November 20th 2019 was a day of worry and preparations at the warehouse (Bijlmer, Amsterdam). That warehouse was then home to approximately 100 young men from Gambia, Nigeria, Burkina Faso and Senegal. An eviction was planned at 9 AM the next day. The young men were classified as “undocumented people,” even though their legal statuses and migration pathways could hardly be lumped together under a single label.
Some of these men had gained protection from Italy but moved to the Netherlands in search of better job opportunities; others had been rejected by Italy or other Member States and wanted to apply for asylum again; yet others were defined as "out-of-procedure" by Dutch authorities, as they had exhausted all avenues for regularising their status.
On the eviction day, the migrants were prepared: personal belongings, mattresses, and food had already been taken out of the warehouse when the police arrived. No resistance. “We are tired. We'd better die” – someone said. Others took it more philosophically: “It's always the same story anyway. Tomorrow we'll see”.
After eviction, the group dispersed to various destinations across the city, depending on their networks or the support received from volunteers and local associations. However, none of them could be hosted in the facilities of the new national program for sheltering undocumented people called the LVV (Landelijke Vreemdelingen Voorziening, literally "National Aliens Service") that Amsterdam was testing at the time. Most of them did not meet the program's requirements.
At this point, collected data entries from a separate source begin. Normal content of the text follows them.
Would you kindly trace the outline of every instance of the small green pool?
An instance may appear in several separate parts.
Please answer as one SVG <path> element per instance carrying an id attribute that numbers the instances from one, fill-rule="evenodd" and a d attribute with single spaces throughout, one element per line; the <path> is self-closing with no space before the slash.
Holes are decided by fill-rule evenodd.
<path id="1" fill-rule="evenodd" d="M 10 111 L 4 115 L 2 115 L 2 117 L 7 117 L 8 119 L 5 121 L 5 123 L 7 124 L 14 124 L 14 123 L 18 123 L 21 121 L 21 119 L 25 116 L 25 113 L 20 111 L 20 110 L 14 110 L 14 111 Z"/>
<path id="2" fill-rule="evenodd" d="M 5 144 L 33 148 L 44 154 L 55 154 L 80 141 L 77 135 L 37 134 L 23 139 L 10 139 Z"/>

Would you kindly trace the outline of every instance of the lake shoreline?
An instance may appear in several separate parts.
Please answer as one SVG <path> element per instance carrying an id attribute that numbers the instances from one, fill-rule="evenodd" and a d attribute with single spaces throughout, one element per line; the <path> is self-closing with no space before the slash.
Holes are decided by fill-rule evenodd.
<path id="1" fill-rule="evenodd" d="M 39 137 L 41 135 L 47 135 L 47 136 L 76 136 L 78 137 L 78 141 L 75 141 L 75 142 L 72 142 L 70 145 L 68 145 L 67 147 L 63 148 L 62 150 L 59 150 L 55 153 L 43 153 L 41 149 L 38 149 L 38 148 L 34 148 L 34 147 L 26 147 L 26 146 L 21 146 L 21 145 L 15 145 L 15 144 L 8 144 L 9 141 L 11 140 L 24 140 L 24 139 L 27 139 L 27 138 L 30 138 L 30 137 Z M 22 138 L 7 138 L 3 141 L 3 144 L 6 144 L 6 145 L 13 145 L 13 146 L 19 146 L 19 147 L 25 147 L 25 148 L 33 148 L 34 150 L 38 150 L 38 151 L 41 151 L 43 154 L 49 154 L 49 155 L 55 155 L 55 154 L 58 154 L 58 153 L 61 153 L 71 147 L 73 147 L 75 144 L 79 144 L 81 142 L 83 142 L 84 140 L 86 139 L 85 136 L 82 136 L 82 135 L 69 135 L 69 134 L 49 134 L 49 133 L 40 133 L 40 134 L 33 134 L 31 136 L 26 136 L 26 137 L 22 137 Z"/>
What was the aim of the programme and who was considered deserving enough to enter it? These are some of the questions that we tried to answer in our study, recently published in Cities.
When we approached the LVV program as foreign researchers, we were somewhat surprised by the open-minded nature of a programme that was providing services to the "undocumented", a group of people often considered to be formally "non-existent" and by definition "undeserving" of any public service. This reflection is even more important today given the recent top-down propositions to completely stop any reception facilities for undocumented migrants in the Netherlands. City representatives were hopeful about program’s potential for coping with the city’s growing population of undocumented people, estimated at around 15,000 and many are still fighting today to try to maintain the basic services that the LVV allowed to provide for some.
However, the more we studied the program and its more or less direct effects, the more we also noticed some of its problematic implications. In particular, our study suggests that the pilot program introduced a new "hierarchy of deservingness" among undocumented migrants that effectively reinforced at local level the justifications for exclusion from basic services and territorial expulsion.